After a workout, aim to consume all three of your macros: healthy fats, carbs, and protein. When it comes to carbs, start with a very modest amount. Continuously test your ketone levels to ensure you don’t consume so many carbs you kick yourself out of ketosis.
Finally, remember that carbs aren’t limited to whole grains and starchy vegetables. Virtually all fruits and vegetables contain small amounts of carbohydrates (and more fiber than a slice of toast).
Looking for the best foods to help you refuel? Some post-workout snack options include:
- Hard-boiled eggs, carrots, and celery sticks
- A homemade trail mix of cashews, dark chocolate, and coconut flakes or premade keto-friendly nuts and trail mix
- A Greek yogurt parfait with plain yogurt or coconut yogurt, keto granola, chia seeds, and blueberries
- One slice of cloud bread (instead of whole-wheat toast) with avocado slices and scrambled eggs (use the whole egg, not just egg whites)
- A wrap made with a low-carb tortilla, low-carb hummus, veggies, and grilled chicken breast
- A smoothie made with avocado, fresh berries, and Perfect Keto Whey Protein Powder
- Cottage cheese and fresh melon
- A wrap with tuna salad, keto mayo, and plenty of leafy greens
Unless you live incredibly close to your gym, getting adequate nutrition within 45 minutes of your workout can be a challenge.

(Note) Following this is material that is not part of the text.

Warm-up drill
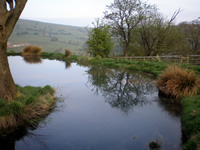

After all, how are you supposed to come home and cook an entire meal in such a short window of time?
To make your recovery work for you, choose a portable, post-workout snack you can easily toss in your gym bag. That way, you can begin to refuel on your return trip from the gym. Excellent options include:
- Perfect Keto Bars: With 11 grams of protein, 18 grams of fat, and 11 grams of carbs (2 grams of net carbs), these bars give you a wonderful balance of macros in a conveniently-packaged snack. Plus, they come in delicious flavors such as Chocolate Chip Cookie Dough, Cinnamon Roll, Birthday Cake, and Salted Caramel.
- Keto Whey Protein: Unlike many protein powders that contain unwanted ingredients, Perfect Keto Whey Protein fuels your body with grass-fed whey, stevia, and MCTs (medium-chain triglycerides). Toss it in your gym bag and blend with water for an easy post-workout shake or mix with avocado, berries, and cocoa powder for a delicious smoothie.
Post-workout nutrition is essential for recovery. Your muscles require adequate protein intake to rebuild and enough carbs to restore glycogen levels. Plus, as someone following the keto diet, you’ll need to consume enough fat throughout the day to remain in ketosis.
Overall, your goal is to consume a combination of fat, carbs, and protein post-workout. Foods like chocolate milk, cottage cheese, protein smoothies, and Greek yogurt are all excellent options. That said, do a little experimenting to find the “right” foods for you.
When it comes to post-workout meals, timing is key. Consuming a small meal within 45 minutes post-workout is optimal for recovery, but it can be logistically challenging. Choose clean, portable snack options, like Keto Bars or a Keto Whey Protein shakes, to make your recovery work for you.